Ein Saxofon aus dem Off näherte sich langsam den Klavierakkorden auf der Bühne, dazwischen die Stimme von Christine Langer, die Zeilen ihrer Gedichte „The Rose“ und „Augen“ rezitierte: mit einer Gedichtvertonung (Dieter Kraus Saxofon, Bernhard Sinz Klavier, Christine Langer Stimme) wurde die 3. Ulmer Lyriknacht eröffnet. Der Sound von Klavier und Saxofon flutete durch die Bücherregale der Ulmer Stadtbibliothek den mit fast 100 Gästen voll besetzten Zuschauerbereich.
„Ohne Freiheit geht das Leben rückwärts“: mit dieser Zeile von Bertolt Brecht begrüßte Christine Langer das Publikum sowie die drei Lesenden Yevgeniy Breyger, Nancy Hünger und Martin Piekar .
„ich will mich mit einer künstlichen intelligenz unterhalten / die mich missverstehen will“ – Der 1990 geborene und in Frankfurt lebende Martin Piekar, im Brotberuf als Lehrer tätig, las mit Leidenschaft und Esprit aus seinem Buch LIVESTREAM & LEICHEN. Schon bei den ersten Versen hatte er das Publikum auf seiner Seite, das im Chor eine Gedichtzeile wiederholte. Als Lyriker bekannt geworden und vielfach ausgezeichnet, schreibt er auch Prosa und wurde im vergangenen Jahr beim Ingeborg Bachmann Preis mit dem Kelag- und dem Publikumspreis ausgezeichnet. Verblüffend wie er in einem Atemzug Technik und Natur verbinden kann: „es wird frühling in meinem spamordner“. Martin Piekar zeigte mit seinem lyrischen Wortfeuer, was Lyrik kann – nämlich alles.
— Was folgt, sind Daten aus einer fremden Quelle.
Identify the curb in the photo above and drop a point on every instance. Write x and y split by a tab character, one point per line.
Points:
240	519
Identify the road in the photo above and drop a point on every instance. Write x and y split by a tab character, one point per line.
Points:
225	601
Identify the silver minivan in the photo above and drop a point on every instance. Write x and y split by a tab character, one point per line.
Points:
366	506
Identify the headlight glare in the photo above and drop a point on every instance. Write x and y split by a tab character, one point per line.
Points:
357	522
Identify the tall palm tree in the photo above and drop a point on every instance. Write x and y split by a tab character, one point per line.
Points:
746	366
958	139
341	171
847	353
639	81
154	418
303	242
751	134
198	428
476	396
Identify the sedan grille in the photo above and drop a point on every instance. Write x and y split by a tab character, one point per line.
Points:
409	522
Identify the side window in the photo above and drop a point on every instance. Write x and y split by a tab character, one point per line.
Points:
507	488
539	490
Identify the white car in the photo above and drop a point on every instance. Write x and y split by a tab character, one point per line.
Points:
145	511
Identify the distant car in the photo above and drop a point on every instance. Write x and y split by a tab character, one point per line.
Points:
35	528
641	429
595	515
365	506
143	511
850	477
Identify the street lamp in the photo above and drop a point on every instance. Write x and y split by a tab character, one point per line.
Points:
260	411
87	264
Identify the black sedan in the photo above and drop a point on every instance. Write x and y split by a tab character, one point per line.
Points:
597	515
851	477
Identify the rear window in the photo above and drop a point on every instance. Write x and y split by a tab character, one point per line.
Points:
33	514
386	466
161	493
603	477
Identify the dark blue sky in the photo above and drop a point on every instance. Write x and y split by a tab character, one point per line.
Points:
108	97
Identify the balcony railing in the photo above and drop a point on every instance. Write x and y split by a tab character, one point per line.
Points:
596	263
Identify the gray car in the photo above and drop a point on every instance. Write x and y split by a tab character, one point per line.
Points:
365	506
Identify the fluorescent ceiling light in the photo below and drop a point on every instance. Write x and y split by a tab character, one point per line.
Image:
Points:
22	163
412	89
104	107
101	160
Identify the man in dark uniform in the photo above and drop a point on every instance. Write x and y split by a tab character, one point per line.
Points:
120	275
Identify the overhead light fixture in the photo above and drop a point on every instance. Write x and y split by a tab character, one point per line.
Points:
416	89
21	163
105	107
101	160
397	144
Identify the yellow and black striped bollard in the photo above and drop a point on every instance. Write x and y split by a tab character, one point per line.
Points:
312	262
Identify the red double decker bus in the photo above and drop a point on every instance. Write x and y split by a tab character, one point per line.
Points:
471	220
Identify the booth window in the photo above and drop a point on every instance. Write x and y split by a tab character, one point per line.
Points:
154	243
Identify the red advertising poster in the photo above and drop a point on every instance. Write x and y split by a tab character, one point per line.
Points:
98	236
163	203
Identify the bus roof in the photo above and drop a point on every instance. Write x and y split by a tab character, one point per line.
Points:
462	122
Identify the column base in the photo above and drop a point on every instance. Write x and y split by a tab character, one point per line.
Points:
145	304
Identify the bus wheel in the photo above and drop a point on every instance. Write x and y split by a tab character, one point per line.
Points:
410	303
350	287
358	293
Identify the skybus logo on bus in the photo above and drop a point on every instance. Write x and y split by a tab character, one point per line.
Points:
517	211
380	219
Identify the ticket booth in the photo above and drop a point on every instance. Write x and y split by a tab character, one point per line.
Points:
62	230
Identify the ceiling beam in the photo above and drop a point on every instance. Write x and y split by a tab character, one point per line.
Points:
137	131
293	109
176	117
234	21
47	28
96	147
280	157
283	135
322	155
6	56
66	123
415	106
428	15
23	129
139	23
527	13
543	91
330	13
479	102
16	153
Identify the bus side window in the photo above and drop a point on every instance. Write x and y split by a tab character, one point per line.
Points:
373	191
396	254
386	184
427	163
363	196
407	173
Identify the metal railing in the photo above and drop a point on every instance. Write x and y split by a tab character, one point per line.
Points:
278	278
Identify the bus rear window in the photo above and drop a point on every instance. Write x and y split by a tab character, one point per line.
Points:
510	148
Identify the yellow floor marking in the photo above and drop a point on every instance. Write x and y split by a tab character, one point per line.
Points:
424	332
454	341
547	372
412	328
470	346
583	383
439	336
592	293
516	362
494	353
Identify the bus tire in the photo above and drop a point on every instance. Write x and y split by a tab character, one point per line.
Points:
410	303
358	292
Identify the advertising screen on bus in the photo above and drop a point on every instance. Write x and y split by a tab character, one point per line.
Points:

„der umstand dass die poesie in einem gefährlichen ausmaß auf mein leben übergreife … bis ich mich sehr poetisch fühle“– Nancy Hünger, 1981 in Weimar geboren, leitet seit Oktober 2022 das Studio Literatur und Theater der Universität Tübingen. Ihr Engagement für Literaturvermittlung war bereits am Nachmittag zu spüren, als sie einen lehrreichen und sehr intensiven Lyrikworkshop an der vh Ulm leitete. „nachts besonders nachts geh ich allein durch den anfang wie durch ein ende immer wieder zurück“ – die Intensität ihrer Gedichte übertrug sich spürbar auf die Gäste, die sich in ihre „Sehnsuchtsprotokolle“ vertieften. Nancy Hünger las aus ihrem Gedichtband „4 Uhr kommt der Hund“.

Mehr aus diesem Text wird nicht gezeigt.